Kern des Vortrags war eine Gegenüberstellung der westlichen Themenvorgaben und der damit provozierten Antworten von muslimischer Seite. So ist sich die nichtmuslimische Welt einig in ihrem Urteil der Unterdrückung der Frauen im Islam. Die muslimische Antwort ist vielfältig: vom Schutz der Frauen über soziale und nichtbiologische Rolle bis zur Wahlfreiheit der Frauen. Oder: zum Reizwort «Kopftuch». Bis ins 18. Jahrhundert gibt es in den Schriften keine Auskunft darüber. Nichtmuslime sind sich einig, dass das Kopftuch die Frau erniedrige.

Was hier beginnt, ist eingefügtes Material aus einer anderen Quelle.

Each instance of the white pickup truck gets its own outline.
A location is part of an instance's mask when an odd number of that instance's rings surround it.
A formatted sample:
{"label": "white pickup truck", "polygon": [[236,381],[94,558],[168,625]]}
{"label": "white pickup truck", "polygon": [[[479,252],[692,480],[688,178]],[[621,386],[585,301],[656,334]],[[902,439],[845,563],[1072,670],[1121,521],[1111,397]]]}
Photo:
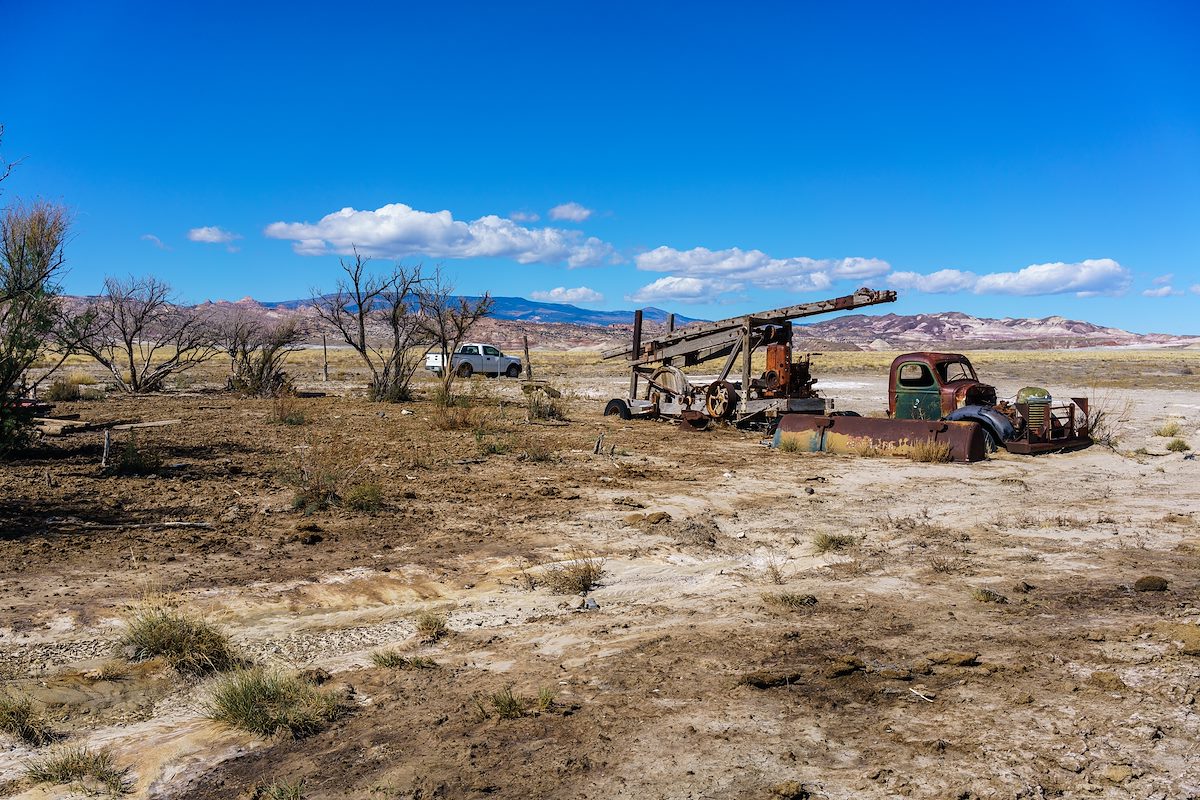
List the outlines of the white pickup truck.
{"label": "white pickup truck", "polygon": [[[450,357],[455,372],[460,378],[469,378],[473,373],[484,375],[508,375],[518,378],[521,375],[521,359],[516,359],[500,353],[499,348],[482,342],[468,342],[458,348]],[[425,356],[425,368],[442,374],[442,354],[430,353]]]}

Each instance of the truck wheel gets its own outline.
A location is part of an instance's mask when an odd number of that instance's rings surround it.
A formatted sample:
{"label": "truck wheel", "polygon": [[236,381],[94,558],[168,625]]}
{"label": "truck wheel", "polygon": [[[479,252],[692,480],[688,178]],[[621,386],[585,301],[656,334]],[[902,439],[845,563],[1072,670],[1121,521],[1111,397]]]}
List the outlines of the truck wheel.
{"label": "truck wheel", "polygon": [[629,413],[629,403],[620,399],[619,397],[608,401],[608,404],[604,407],[605,416],[619,416],[623,420],[632,419],[632,414]]}

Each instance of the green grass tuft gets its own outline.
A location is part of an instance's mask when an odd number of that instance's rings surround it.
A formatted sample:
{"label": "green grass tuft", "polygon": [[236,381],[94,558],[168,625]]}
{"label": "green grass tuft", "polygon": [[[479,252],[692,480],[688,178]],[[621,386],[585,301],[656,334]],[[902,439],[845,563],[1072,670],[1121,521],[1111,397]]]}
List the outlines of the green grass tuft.
{"label": "green grass tuft", "polygon": [[246,669],[222,676],[212,690],[209,718],[262,736],[295,739],[325,729],[346,714],[336,694],[295,675]]}
{"label": "green grass tuft", "polygon": [[134,612],[118,645],[132,648],[131,661],[162,656],[190,675],[223,672],[240,663],[229,638],[216,626],[164,606]]}

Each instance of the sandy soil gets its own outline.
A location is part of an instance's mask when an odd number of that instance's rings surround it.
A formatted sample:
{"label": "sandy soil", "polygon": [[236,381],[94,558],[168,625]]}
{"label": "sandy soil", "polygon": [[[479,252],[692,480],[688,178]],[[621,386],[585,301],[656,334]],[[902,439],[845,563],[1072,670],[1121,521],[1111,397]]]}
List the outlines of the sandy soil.
{"label": "sandy soil", "polygon": [[[1002,395],[1046,383],[1033,357]],[[478,433],[335,395],[296,401],[301,426],[204,391],[61,404],[182,423],[139,438],[151,475],[102,473],[95,433],[0,464],[6,688],[109,747],[138,798],[1200,796],[1200,461],[1152,434],[1174,417],[1200,449],[1200,386],[1121,391],[1117,450],[949,465],[605,419],[612,372],[558,381],[563,425],[473,383]],[[883,404],[874,373],[821,386]],[[301,458],[380,482],[383,509],[293,510]],[[538,579],[581,554],[605,559],[592,609]],[[205,718],[212,679],[90,674],[164,594],[259,663],[329,670],[353,714],[264,740]],[[427,610],[451,628],[433,645]],[[439,667],[371,666],[383,646]],[[481,720],[505,687],[554,703]],[[24,781],[36,754],[0,740],[0,794],[73,796]]]}

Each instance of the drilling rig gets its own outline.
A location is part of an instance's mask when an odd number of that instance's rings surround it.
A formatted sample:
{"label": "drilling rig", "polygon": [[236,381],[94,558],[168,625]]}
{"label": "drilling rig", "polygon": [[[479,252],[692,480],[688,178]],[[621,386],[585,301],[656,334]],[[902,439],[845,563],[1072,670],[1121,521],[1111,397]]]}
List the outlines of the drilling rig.
{"label": "drilling rig", "polygon": [[[715,420],[736,425],[769,422],[787,413],[828,414],[832,401],[818,396],[809,356],[793,359],[792,320],[894,302],[895,291],[862,288],[852,295],[773,308],[715,323],[698,323],[642,339],[642,312],[634,313],[629,347],[605,359],[629,362],[629,396],[608,402],[605,415],[673,417],[703,428]],[[766,349],[766,369],[751,374],[755,353]],[[691,367],[724,359],[715,379],[694,383]],[[736,368],[740,367],[737,372]]]}

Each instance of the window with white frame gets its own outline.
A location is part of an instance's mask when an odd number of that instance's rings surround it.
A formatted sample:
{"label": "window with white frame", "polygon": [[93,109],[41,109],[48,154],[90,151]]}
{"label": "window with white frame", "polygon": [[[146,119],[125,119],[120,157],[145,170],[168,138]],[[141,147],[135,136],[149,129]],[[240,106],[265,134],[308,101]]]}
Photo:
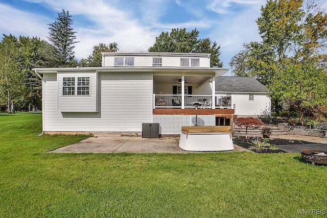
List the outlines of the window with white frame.
{"label": "window with white frame", "polygon": [[181,58],[181,66],[199,66],[200,59],[199,58]]}
{"label": "window with white frame", "polygon": [[114,58],[115,66],[124,66],[124,58]]}
{"label": "window with white frame", "polygon": [[[63,95],[89,95],[90,78],[78,77],[77,83],[75,77],[64,77],[62,82]],[[77,92],[75,92],[77,90]]]}
{"label": "window with white frame", "polygon": [[114,58],[115,66],[134,66],[134,58]]}
{"label": "window with white frame", "polygon": [[90,94],[90,78],[78,77],[77,78],[77,95],[89,95]]}
{"label": "window with white frame", "polygon": [[134,66],[134,58],[125,58],[125,66]]}
{"label": "window with white frame", "polygon": [[63,95],[75,95],[75,78],[64,77],[62,82],[62,94]]}
{"label": "window with white frame", "polygon": [[162,65],[162,59],[161,58],[152,58],[152,66],[161,66]]}
{"label": "window with white frame", "polygon": [[200,66],[200,59],[199,58],[191,59],[191,66]]}
{"label": "window with white frame", "polygon": [[190,59],[189,58],[181,58],[180,66],[189,66]]}

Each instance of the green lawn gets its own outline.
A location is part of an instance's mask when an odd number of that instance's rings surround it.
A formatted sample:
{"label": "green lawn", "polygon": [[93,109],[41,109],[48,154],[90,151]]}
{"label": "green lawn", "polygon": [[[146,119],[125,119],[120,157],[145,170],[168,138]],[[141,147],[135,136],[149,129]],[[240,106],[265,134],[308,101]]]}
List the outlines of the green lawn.
{"label": "green lawn", "polygon": [[1,217],[327,213],[326,166],[299,154],[47,153],[86,136],[37,136],[41,125],[40,113],[0,114]]}

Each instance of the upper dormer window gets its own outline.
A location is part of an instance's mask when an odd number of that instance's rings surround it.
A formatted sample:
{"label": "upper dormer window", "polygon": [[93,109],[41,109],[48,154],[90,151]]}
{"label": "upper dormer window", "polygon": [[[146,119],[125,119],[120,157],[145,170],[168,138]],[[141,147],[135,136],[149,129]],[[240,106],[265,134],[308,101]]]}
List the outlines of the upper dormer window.
{"label": "upper dormer window", "polygon": [[161,66],[162,65],[162,59],[161,58],[152,58],[152,66]]}
{"label": "upper dormer window", "polygon": [[200,59],[199,58],[181,58],[181,66],[199,66]]}
{"label": "upper dormer window", "polygon": [[134,66],[134,58],[114,58],[115,66]]}

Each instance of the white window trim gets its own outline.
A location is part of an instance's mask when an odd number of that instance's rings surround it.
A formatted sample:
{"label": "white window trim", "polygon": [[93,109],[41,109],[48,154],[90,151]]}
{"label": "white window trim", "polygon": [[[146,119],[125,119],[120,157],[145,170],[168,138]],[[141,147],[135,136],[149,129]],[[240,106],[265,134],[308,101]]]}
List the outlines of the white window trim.
{"label": "white window trim", "polygon": [[[160,59],[161,60],[160,61],[161,63],[154,63],[154,61],[155,59],[158,59],[158,60]],[[154,66],[155,65],[157,66]],[[160,67],[162,66],[162,58],[158,58],[158,57],[152,58],[152,66]]]}
{"label": "white window trim", "polygon": [[[78,78],[88,78],[88,86],[79,86],[78,85]],[[64,87],[73,87],[73,86],[64,86],[63,81],[64,78],[75,78],[75,85],[74,85],[74,94],[63,94],[63,88]],[[61,95],[63,96],[90,96],[91,95],[91,77],[62,77],[62,87]],[[88,94],[78,94],[78,87],[88,87]]]}
{"label": "white window trim", "polygon": [[[189,66],[182,66],[181,64],[181,61],[182,59],[189,59]],[[199,66],[192,66],[192,60],[198,60],[199,61],[198,62],[198,63],[199,63]],[[189,67],[198,67],[200,66],[200,58],[180,58],[180,60],[179,60],[179,65],[180,65],[180,66],[189,66]]]}
{"label": "white window trim", "polygon": [[[116,58],[123,58],[123,65],[116,65]],[[133,59],[133,65],[127,65],[126,64],[126,58],[132,58]],[[135,66],[134,63],[134,58],[133,57],[115,57],[113,60],[113,64],[114,66]]]}

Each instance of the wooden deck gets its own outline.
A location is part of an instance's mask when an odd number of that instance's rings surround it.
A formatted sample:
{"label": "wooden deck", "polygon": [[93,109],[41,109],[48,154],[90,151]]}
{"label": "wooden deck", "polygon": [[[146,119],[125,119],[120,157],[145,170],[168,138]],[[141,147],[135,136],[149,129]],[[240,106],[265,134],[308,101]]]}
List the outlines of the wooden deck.
{"label": "wooden deck", "polygon": [[[153,115],[195,115],[195,109],[160,108],[154,109]],[[233,109],[198,109],[198,115],[215,115],[226,118],[233,117]]]}

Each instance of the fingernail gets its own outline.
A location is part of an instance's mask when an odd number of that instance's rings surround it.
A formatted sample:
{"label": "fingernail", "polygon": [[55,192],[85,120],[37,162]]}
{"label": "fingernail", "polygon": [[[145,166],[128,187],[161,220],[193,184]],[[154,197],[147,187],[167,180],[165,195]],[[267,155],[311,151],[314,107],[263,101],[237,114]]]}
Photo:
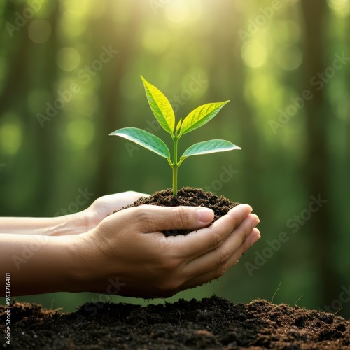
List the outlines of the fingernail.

Religion und keine Politik

Das Meinungsspektrum von muslimischer Seite geht von der Überflüssigkeit bis zum Schutz vor dem Manne. Ähnliches beschrieb Schulze für Fragen der Politik, Aufklärung und Scharia. Viele der Fragen seien nicht zentral im Islam. Die Muslime müssten nun aber in einer globalen Diskussion und Situation auf diese Fragen antworten und so in Reaktion auf den Westen «ihren» Islam definieren.
Zur in der Diskussion aufgeworfenen Frage nach dem Verhältnis von Demokratie und Islam führte Professor Schulze aus, dass der Islam eine Religion sei und - ebenso wie Christentum und Judentum - nicht den Auftrag habe, politische Ordnungen zu schaffen. Die gebe sich die Gesellschaft selbst, die Religion nur das ethische Fundament. Zum Thema Radikalisierung sprach er von einer «verlorenen Generation» der heute 25-jährigen Dschihadis. Sie hätten von ihren Eltern keine Antworten auf ihre religiösen Fragen erhalten und ihren eigenen Weg gesucht.

PauschaleVorstellungen

Zum Schluss lieferte Schulze einen Abriss der pauschalen Vorstellungen aus muslimischer Sicht, wie es mit der westlichen Welt bestellt sei - besser lässt sich wohl kaum das Groteske der (eigenen) kulturellen Klischees deutlich machen.